子供の頃、一度だけ嬉しかったことがある。

中学2年の時に、一年間だけ「美術」の担当になった先生が居た。その先生は変わっていた。

一年間、課題はなかった。何も教えてくれなかった。ただ一言「好きなモノを好きなような描け」って言っていた。

そんな教師は初めてだったので、嬉しくなって、ものすごく変なものを描いてやった。

たまたま、その頃、公害問題が騒がれていた。田子の浦という海がヘドロで汚されているというニュースを見て、その海をカラフルに、その頃で言う、サイケデリックな色彩で、描いてみた。

そうしたら、その教師は、「もっと、思い切って、描け」って言った。そして、半年間、その絵だけを描き続けた。納得するまで、何度も何度も描き足した。

そしたら、あるとき、その教師は、その絵を持っていってしまった。「○×に応募しといたからな」って言っていた。

忘れた頃、その絵が大きな賞を取ったということを聞いた。両親は喜んでいたが、私は別に何も感じなかった。それよりも、一年間、好きなことをやらせてくれた、そのことが嬉しかった。

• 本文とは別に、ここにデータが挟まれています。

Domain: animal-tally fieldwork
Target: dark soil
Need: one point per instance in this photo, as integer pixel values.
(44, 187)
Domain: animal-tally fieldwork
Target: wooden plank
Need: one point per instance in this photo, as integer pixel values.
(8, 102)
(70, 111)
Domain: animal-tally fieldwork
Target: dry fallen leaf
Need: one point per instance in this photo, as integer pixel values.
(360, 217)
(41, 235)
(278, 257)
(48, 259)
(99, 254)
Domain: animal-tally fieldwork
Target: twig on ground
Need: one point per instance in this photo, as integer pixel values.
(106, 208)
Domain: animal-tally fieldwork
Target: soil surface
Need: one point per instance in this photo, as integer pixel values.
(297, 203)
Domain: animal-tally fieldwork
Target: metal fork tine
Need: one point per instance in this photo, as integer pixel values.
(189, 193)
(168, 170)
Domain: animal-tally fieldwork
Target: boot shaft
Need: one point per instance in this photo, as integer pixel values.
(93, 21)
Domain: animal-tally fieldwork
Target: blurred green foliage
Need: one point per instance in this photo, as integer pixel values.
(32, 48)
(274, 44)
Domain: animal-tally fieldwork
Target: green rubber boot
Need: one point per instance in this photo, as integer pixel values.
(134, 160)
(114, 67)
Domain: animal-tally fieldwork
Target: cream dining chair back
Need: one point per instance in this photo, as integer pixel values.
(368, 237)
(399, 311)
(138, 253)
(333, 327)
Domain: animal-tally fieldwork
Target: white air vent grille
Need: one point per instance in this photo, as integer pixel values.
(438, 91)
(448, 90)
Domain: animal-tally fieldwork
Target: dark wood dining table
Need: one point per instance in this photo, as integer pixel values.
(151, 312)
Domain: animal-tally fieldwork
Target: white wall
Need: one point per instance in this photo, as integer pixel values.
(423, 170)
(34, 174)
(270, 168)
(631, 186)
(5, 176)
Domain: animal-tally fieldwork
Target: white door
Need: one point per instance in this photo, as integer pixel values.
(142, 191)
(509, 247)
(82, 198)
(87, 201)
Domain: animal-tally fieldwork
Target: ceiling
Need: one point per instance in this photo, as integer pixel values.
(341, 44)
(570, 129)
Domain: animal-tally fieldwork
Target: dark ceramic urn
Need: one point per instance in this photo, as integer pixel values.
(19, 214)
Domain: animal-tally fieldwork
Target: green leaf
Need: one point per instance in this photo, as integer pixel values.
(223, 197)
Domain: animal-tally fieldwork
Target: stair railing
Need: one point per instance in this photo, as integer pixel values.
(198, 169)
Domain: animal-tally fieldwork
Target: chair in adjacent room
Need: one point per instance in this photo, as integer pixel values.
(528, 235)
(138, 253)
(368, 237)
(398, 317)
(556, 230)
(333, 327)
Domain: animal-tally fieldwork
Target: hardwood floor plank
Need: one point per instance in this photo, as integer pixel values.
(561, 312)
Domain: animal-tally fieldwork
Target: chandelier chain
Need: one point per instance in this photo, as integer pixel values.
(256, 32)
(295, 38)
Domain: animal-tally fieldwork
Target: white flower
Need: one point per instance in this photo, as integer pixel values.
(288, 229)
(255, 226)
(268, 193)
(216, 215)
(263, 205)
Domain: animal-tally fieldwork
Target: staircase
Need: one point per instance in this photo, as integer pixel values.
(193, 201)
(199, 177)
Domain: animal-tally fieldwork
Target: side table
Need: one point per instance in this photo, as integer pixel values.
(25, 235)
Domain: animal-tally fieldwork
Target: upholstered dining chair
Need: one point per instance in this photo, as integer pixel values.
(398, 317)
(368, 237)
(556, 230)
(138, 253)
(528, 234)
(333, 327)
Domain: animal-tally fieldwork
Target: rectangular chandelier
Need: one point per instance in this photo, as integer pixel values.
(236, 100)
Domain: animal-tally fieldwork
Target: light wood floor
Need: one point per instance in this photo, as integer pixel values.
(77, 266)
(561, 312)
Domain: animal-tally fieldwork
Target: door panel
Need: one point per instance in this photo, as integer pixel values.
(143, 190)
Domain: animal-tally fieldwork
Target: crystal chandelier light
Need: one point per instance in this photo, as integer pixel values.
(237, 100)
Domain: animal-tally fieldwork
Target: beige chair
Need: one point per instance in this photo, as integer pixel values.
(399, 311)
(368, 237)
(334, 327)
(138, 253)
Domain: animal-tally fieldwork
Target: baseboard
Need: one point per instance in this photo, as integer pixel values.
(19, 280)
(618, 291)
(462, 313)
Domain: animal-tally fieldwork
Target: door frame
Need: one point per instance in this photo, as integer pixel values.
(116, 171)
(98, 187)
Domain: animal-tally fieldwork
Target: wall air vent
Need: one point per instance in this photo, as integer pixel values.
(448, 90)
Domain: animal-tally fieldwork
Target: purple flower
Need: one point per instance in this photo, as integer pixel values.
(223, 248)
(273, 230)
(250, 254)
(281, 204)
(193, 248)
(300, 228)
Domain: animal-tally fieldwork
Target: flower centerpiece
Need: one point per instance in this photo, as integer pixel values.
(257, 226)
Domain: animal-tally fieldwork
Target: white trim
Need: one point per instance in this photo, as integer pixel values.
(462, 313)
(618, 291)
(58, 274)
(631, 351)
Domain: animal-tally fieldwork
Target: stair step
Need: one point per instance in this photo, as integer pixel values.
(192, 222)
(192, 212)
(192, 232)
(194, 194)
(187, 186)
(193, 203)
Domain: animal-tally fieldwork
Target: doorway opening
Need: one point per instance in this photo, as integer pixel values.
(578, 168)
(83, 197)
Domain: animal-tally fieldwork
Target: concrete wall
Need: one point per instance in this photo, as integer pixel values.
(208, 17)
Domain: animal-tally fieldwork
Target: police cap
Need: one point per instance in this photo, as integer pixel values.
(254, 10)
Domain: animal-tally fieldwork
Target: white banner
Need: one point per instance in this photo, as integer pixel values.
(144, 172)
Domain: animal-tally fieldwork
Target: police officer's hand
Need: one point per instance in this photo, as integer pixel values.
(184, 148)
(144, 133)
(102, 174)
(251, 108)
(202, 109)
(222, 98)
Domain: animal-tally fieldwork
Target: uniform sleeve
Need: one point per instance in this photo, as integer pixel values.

先日、その教師の個展が名古屋でひらかれたと聞いた。ローカル番組で、その特集も見た。まだ、あの人は、訳のわからない彫刻を造っていた。そして、歳はとっていたが、その頃と同じような声で、嬉しそうに芸術を語っていた。

最近私の撮っている写真は、その頃描いた「絵」に似ているような気がした。そして、その先生「山田彊一(やまきょう)」の名前を思い出した。